Stock index futures pointed to a weaker open on Wall Street on Thursday, with futures for the S&P 500 down 0.5 percent, Dow Jones futures down 0.4 percent and Nasdaq 100 futures down 0.2 percent at 4:37 a.m. ET.

Yahoo will be in the spotlight after a source told Reuters Blackstone Group and Bain Capital are preparing a bid for all of the company with Asian partners in a deal that could value Yahoo at about $25 billion.

The Labor Department releases at 1330 GMT first-time claims for jobless benefits for the week ended November 26. Economists forecast a total of 390,000 new filings compared with 393,000 in the prior week.

The Institute for Supply Management releases at 1500 GMT its November manufacturing index. Economists expect a reading of 51.5 versus 50.8 in October.

The Commerce Department releases at 1500 GMT October construction spending. Economists forecast a 0.3 percent increase compared with a 0.2 percent rise in September.

The Federal Reserve releases at 2130 GMT weekly money stock, liquid assets and debt measures and the weekly report on factors affecting reserves of depository institutions and the condition statement of the Federal Reserve banks.

ICSC releases chain store sales for November versus a year ago. In October, sales were up 3.7 percent versus a year earlier.

Kroger Co , the largest U.S. supermarket chain, will announce results.

As cholesterol fighter Lipitor goes generic, its maker Pfizer Inc

is hoping to hold onto perhaps a third of the 3 million Americans who take the biggest-selling drug of all time.

AT&T Inc and T-Mobile USA's parent Deutsche Telekom have discussed options including forming a joint venture to pool the wireless operators' network assets if AT&T's proposed $39 billion plan to buy T-Mobile USA fails, the Wall Street Journal reported.

European stocks were down 0.5 percent in morning trade, giving back a little of the strong gains in the previous session, as the market sought further guidance from policymakers about their plans to help end the region's debt crisis.

Wednesday's emergency move by the U.S. Federal Reserve, the European Central Bank, and the central banks of Japan, Britain, Canada and Switzerland -- reminiscent of joint action to stabilize global markets in the 2008 financial crisis after the collapse of Lehman Brothers -- was seen as a strong signal that central banks have ample fire power to prevent the euro zone crisis from spreading.

China's factory sector shrank in November in the face of weakening demand both at home and abroad, likely to feed worries that the global economy is on a slippery slope.
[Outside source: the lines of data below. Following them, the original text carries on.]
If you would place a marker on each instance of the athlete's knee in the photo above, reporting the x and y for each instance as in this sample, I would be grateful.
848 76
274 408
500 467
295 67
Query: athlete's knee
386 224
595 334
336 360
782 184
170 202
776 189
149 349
Spain will be in focus on Thursday as the country aims to raise 2.75 billion euros to 3.75 billion euros in a bond auction, and analysts warned the sale could go like Italy's auction of three and 10-year bonds on Tuesday, which drew reasonable demand but saw yields leap to levels deemed unsustainable.

U.S. stocks surged on Wednesday after major central banks agreed to make cheaper dollar loans for struggling European banks to prevent the euro-zone debt woes from turning into a full-blown credit crisis.

The Dow Jones industrial average <.DJI> shot up 490.05 points, or 4.24 percent, to end at 12,045.68. The Standard & Poor's 500 Index <.SPX> jumped 51.77 points, or 4.33 percent, to 1,246.96. The Nasdaq Composite Index <.IXIC> soared 104.83 points, or 4.17 percent, to close at 2,620.34.